Gerard Sygranyes a imaginé un dialogue au Palais de la Zarzuela :

@GSugranyes:-Papá, papá, el rey de Bél…
-POR QUÉ NO TE CALLAS??

“El rei de Bèlgica abdicarà el 21 juliol”: http://ara.cat/_38923284 [cat]

@GSugranyes [espagnol] : -Papa, papa, le roi de Bel…
-TU VAS TE TAIRE ??

“Le roi de Belgique va abdiquer le 21 juillet !”: http://ara.cat/_38923284 [catalan]

D'autres utilisateurs de Twitter, tel Morenatti, ont laissé deviner une pointe d'irritation :

@MiguelMorenatti: El rey de Bélgica abdicará hoy, mientras el rey de España sigue pensando que abdicar es una empresa de alquiler de coches.

@MiguelMorenatti [espagnol] : Le roi de Belgique va abdiquer aujourd'hui, tandis que le roi d'Espagne continue à croire qu'abdiquer est un loueur de voitures [note de l'auteur : jeu de mots, abdiquer se dit abdicar en espagnol].

Tandis que le tweet d’Albert Cuesta reflète l'impatience de nombreux Espagnols :

@albertcuesta: – El rey abdica en favor de su hijo Felipe
– ¡Ya era hora!
– No, el de aquí no. El de Bélgica
– Ah

@albertcuesta [espagnol] : – Le roi abdique en faveur de son fils Philippe
– Il était temps !
– Non, pas celui d'ici. Celui de Belgique
– Ah

D'autres pensent que le changement devrait être plus profond, ainsi ce commentaire de trilobites [espagnol] sous un article paru dans El País [espagnol] :

Las monarquías Europeas deben darse cuenta que tienen que dejar de parasitar de sus Estados. Abdicar y marcharse a esos paraísos fiscales que tanto visitan.
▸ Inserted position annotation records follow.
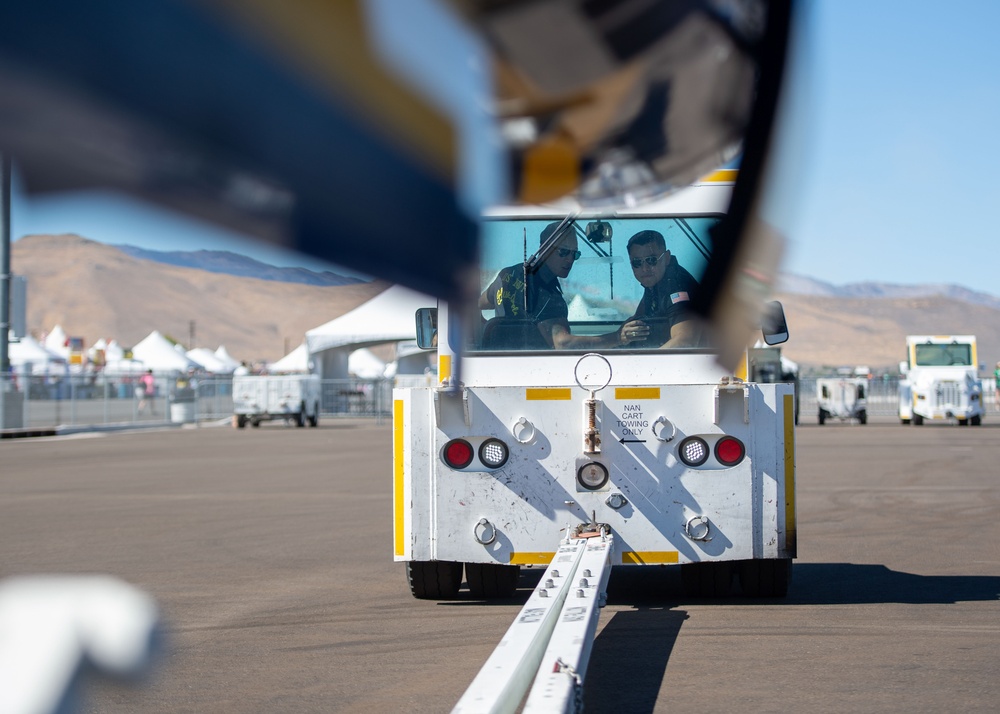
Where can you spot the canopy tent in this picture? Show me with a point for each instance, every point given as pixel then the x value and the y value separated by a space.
pixel 56 341
pixel 365 365
pixel 387 317
pixel 209 362
pixel 295 361
pixel 29 356
pixel 223 356
pixel 160 355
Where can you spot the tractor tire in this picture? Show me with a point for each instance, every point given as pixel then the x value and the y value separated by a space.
pixel 491 581
pixel 434 580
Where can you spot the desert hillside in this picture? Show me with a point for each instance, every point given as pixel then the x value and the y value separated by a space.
pixel 827 331
pixel 93 290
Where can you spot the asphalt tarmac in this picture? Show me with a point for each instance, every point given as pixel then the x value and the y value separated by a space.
pixel 269 553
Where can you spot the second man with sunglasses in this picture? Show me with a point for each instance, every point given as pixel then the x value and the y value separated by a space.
pixel 663 317
pixel 539 299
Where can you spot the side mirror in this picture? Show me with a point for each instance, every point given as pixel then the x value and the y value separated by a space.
pixel 427 328
pixel 773 325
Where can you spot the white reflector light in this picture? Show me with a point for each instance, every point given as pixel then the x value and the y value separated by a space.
pixel 693 451
pixel 493 453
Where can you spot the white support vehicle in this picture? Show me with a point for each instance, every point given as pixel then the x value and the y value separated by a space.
pixel 684 462
pixel 294 398
pixel 842 398
pixel 941 380
pixel 666 456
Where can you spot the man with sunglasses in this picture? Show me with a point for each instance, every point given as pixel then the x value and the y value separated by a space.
pixel 545 307
pixel 663 317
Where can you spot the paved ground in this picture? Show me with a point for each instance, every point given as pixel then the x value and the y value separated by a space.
pixel 269 552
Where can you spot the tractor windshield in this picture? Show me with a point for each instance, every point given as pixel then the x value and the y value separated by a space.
pixel 625 282
pixel 943 355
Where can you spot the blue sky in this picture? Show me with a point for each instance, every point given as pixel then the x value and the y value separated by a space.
pixel 896 169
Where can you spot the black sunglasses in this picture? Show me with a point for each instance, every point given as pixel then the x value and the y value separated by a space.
pixel 648 260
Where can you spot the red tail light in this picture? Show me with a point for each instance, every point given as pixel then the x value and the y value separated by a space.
pixel 458 453
pixel 729 451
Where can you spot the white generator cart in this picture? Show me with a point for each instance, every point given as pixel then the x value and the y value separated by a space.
pixel 941 380
pixel 681 461
pixel 294 398
pixel 842 398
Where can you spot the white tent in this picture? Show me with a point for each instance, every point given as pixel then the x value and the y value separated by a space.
pixel 114 351
pixel 160 355
pixel 209 362
pixel 223 356
pixel 364 365
pixel 295 361
pixel 29 353
pixel 387 317
pixel 56 341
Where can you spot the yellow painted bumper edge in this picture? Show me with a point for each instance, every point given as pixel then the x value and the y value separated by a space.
pixel 649 557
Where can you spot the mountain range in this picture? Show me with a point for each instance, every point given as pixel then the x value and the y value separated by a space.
pixel 261 312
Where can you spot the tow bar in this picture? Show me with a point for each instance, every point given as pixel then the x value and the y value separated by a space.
pixel 549 643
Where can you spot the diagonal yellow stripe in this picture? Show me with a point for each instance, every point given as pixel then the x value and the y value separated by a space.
pixel 549 394
pixel 397 483
pixel 790 529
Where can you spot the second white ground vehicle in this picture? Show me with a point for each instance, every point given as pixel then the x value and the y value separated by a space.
pixel 842 398
pixel 941 380
pixel 259 398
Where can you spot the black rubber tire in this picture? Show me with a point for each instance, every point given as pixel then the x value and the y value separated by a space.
pixel 491 581
pixel 434 580
pixel 765 578
pixel 707 579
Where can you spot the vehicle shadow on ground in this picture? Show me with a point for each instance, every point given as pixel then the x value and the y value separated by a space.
pixel 811 584
pixel 852 583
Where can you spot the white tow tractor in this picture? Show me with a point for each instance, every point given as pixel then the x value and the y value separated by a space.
pixel 941 380
pixel 652 455
pixel 842 398
pixel 257 398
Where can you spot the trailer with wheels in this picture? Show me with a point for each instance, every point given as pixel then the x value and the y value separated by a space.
pixel 842 398
pixel 293 398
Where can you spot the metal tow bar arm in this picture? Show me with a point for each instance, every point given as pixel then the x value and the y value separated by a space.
pixel 551 638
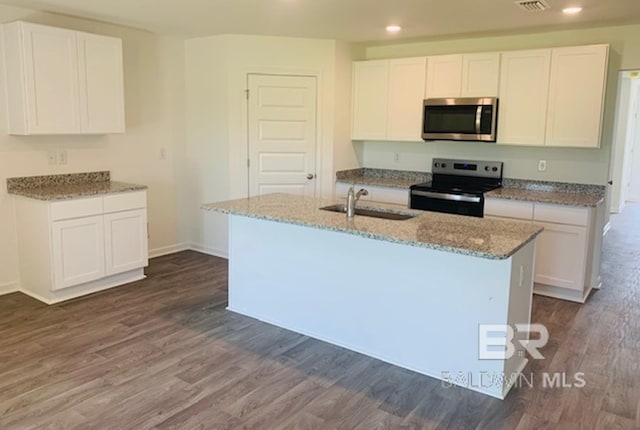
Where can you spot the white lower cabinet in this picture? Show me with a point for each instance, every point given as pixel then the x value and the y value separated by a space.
pixel 78 251
pixel 75 247
pixel 567 251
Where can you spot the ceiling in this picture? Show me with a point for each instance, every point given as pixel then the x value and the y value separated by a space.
pixel 348 20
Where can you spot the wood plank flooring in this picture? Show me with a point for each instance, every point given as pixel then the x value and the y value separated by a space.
pixel 164 353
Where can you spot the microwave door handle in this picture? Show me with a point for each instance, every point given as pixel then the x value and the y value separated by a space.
pixel 478 119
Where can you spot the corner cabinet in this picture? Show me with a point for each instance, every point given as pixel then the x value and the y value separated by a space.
pixel 81 246
pixel 567 250
pixel 387 99
pixel 61 81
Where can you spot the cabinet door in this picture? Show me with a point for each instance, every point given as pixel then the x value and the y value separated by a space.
pixel 370 100
pixel 406 95
pixel 524 88
pixel 51 80
pixel 480 74
pixel 125 241
pixel 444 76
pixel 101 84
pixel 78 251
pixel 576 96
pixel 561 256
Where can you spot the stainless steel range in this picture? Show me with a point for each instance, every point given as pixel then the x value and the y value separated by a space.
pixel 457 186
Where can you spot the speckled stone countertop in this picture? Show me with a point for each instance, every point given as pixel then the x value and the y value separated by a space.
pixel 382 177
pixel 479 237
pixel 68 186
pixel 560 193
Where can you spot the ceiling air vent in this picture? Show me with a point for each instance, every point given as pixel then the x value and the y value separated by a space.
pixel 533 5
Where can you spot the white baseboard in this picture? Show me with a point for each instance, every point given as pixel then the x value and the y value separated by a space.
pixel 9 287
pixel 166 250
pixel 209 250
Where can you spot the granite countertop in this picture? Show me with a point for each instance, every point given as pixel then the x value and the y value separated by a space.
pixel 560 193
pixel 68 186
pixel 479 237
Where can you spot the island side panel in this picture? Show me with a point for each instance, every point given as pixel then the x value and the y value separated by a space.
pixel 414 307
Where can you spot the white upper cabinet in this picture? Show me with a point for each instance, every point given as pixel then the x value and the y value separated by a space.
pixel 480 74
pixel 101 84
pixel 576 95
pixel 387 99
pixel 468 75
pixel 61 81
pixel 370 99
pixel 524 88
pixel 444 76
pixel 406 89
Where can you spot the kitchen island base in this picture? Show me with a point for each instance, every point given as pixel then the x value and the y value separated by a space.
pixel 417 308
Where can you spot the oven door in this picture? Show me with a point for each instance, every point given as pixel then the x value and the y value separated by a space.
pixel 461 204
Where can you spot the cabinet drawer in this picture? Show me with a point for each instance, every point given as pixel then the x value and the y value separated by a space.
pixel 76 208
pixel 508 208
pixel 561 214
pixel 125 201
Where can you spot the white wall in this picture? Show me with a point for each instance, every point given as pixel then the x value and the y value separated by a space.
pixel 154 92
pixel 216 76
pixel 571 165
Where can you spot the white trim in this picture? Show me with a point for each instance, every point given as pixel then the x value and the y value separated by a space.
pixel 9 287
pixel 166 250
pixel 222 253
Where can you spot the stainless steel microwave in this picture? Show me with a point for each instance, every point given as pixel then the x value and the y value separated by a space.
pixel 463 118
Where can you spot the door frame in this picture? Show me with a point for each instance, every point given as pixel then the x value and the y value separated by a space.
pixel 243 179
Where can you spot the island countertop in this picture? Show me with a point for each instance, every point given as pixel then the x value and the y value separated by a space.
pixel 479 237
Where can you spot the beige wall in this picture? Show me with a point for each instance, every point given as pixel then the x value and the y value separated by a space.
pixel 572 165
pixel 154 92
pixel 216 76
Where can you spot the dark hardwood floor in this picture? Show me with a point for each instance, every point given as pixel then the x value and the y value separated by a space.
pixel 164 353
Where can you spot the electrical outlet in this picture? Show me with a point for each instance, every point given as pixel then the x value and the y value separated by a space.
pixel 62 157
pixel 52 157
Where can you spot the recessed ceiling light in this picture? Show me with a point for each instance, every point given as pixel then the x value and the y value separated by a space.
pixel 572 10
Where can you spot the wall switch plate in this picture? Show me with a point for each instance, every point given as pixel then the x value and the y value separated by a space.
pixel 62 157
pixel 52 157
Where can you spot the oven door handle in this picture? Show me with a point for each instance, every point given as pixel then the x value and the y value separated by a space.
pixel 446 196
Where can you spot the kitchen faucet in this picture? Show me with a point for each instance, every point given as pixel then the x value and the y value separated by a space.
pixel 352 199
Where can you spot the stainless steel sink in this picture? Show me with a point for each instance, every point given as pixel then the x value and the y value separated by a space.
pixel 373 213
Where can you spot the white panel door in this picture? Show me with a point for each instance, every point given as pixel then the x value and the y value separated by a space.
pixel 78 251
pixel 444 76
pixel 561 253
pixel 370 100
pixel 406 89
pixel 576 96
pixel 126 245
pixel 51 75
pixel 480 73
pixel 101 84
pixel 524 89
pixel 282 134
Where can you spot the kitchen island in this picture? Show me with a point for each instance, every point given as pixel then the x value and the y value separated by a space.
pixel 412 292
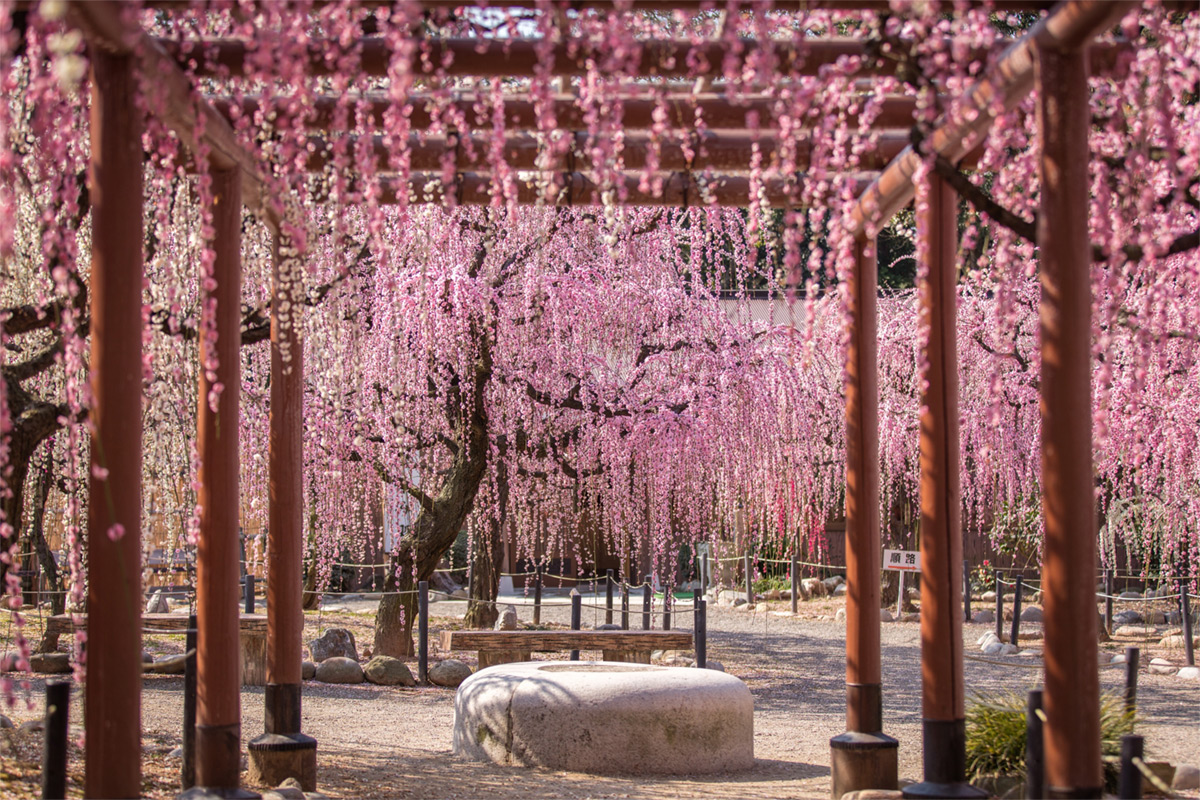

Y no volver.

Les monarchies européennes doivent se rendre compte qu'il leur faut cesser de parasiter leurs Etats. Abdiquer et partir pour ces paradis fiscaux qu'elles visitent si souvent. Et ne pas revenir.

Quoi qu'il en soit, les Belges devront s'adapter à leur nouveau chef d'Etat, même si dans le pire scénario, ils ont fait la preuve de leur capacité à fonctionner parfaitement [espagnol] dans des situations plus graves, comme l'ont montré, entre 2010 et 2011, les 589 jours [espagnol] passés par le pays sans gouvernement, un record dans l'histoire mondiale.